One of the common questions we’re seeing is about package weights, and I thought it’d be worth starting a thread for ideas and feelings on this.
A reminder that the “weight” is one of the factors in our payment formula, which is summarized here: https://tidelift.com/docs/lifting/paying
The overall effect of the formula is that both small, popular packages and large, niche packages can earn money on Tidelift; large, popular packages of course earn the most money.
I’m feeling great about the “usage” part of the formula - this is the royalty-like aspect, if a project builds and maintains a package that subscribers actually use, then they get paid in proportion to their success. But if I just upload some code to npm and nobody but me uses it, I get nothing.
The “weight” part is trickier. I thought I’d give some behind-the-scenes on what we’re doing right now and why, and leave this thread open a while for feedback and ideas.
There are some downsides to weighting by code size, but on balance we think it’s better than equal-weighting - a 2-line function and a huge framework simply shouldn’t get the same portion of fees because they aren’t the same amount of work or creating the same impact. We are mitigating the downsides in these ways:
- The formula also incorporates usage; if you make a package that’s full of junky code, someone can make a forked version without the junk and take away your usage.
- We adjust the code size measurement to remove things like generated code, vendored code, boilerplate, and tests.
- We adjust the code size measurement to make different languages comparable.
- We will actively shut down any identifiable attempts to game this, and since gaming it hurts other maintainers in your ecosystem, we expect that gaming attempts are likely to be reported. Also, we think most OSS maintainers are ethical.
- We hope to incorporate some other measures into the weight over time.
Any way we split things up will be a little arbitrary and a little game-able.
We think “adjusted code size” has some virtues such as being fairly objective and having some relationship to maintenance effort. It’s better in our minds than equal-weighted for those reasons.
But better doesn’t mean perfect; very open to suggestions on how we should evolve the weight factor or what else should go into it.
Rejected approach: equal weighting
The simplest approach to weight is equal-weighting (which is the same as “don’t have a weight factor, only consider usage”). The issues with this include:
- a very strong incentive to split up a package into many small packages
- the intuition that a huge framework and a 2-line function are not the same amount of maintenance effort or the same amount of value-to-subscribers
The issue with bad incentives isn’t only that people might game Tidelift on purpose, it’s also that in the wild people have already sometimes split things up and sometimes haven’t, for technical or practical reasons.

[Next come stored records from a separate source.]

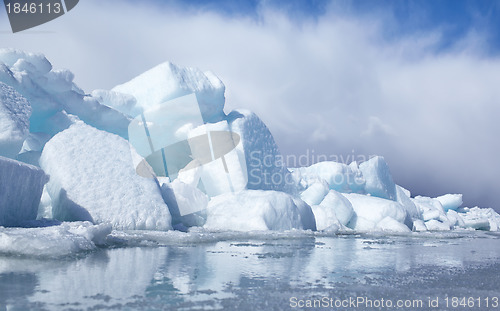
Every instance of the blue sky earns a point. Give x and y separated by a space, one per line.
414 81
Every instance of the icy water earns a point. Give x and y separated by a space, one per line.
279 271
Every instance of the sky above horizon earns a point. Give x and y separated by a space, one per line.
414 81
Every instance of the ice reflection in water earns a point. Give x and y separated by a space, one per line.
254 273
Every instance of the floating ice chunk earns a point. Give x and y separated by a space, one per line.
419 225
93 177
431 209
436 225
32 148
339 176
219 151
167 81
264 162
15 112
371 210
378 178
412 212
21 187
124 103
450 201
391 225
250 210
55 241
480 218
315 193
455 219
52 91
38 61
340 205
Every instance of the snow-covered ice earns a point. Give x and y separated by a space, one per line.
55 241
98 176
93 177
264 162
20 191
378 178
15 112
167 81
250 210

Rejected approach: size of the entire package
The next-simplest approach we came up with was “the size of the package” (like “make an http HEAD request to the package’s download URL and get the Content-Length”). The issues with this include:
- some packages include N copies of their code, like a regular version, minified version, minified-a-different-way version, etc.
- some packages include various data files, test files, vendored code, autogenerated code, etc.
- sensitive to level of gzip or zip applied to the package
- includes package manager metadata which means a slight gain from splitting up packages still
I actually tried this since it seemed like the simplest thing that could possibly work, and it did not work. The results were not good. For example, I was surprised how many packages ship their unit tests, including massive fixtures sometimes, right in the released package!
Current approach: adjusted code size
Getting a little more complex is an “adjusted code size.” What this means is that we unpack the package (removing compression), filter out files that aren’t code, filter out various kinds of code that shouldn’t count (like vendored dependencies), and then add up the sizes of the remaining code files.
This is what we’re doing now and the results feel pretty good; the packages at the top of the weightings are substantive packages with a lot of maintenance work going into them. Splitting up packages into smaller packages ought to have no effect, total weight would remain the same.
We also do some normalization by ecosystem to make npm and Java more comparable (since many subscribers are using multiple ecosystems).
Conceptually, the weight indicates how much relative value each package provides to a single subscriber. Usage then considers how many subscribers are receiving that value.
We could incorporate some signal from subscribers of “how much I care about this package” into the weight number. I don’t think it’s a good idea to let subscribers completely pick-and-choose which packages get what, because if they get no value from something, why are they using it? We want to lift all boats. Also, no subscriber wants to micromanage weights on 3000 packages.
But perhaps there are ways for them to say “I really really care about package xyz” and factor that in, and we’ve heard the desire to do so from them.
I tend to think we should avoid anything in the weight that’s redundant with usage. For example, download counts or GitHub stars or other popularity measures. I might expect these to correlate with usage, so pulling them in might double-count the same factor.
If people do start to game things, it could work out a lot like Google’s search algorithm or spam filtering algorithms, where we keep having to adapt. However, the absolute numbers of “packages people actually use” are a lot lower than the number of web pages or spam emails on the Internet, so manual-intervention solutions are more practical. We also have a business relationship and contract with all lifters, which helps.
By the way: if we do change the weighting algorithm in the future, mitigating the impact on lifters will be an important consideration. There are several ways to do that so we don’t pull the rug out from under anyone.
Feelings and ideas welcome
We can definitely make changes and evolve things from here.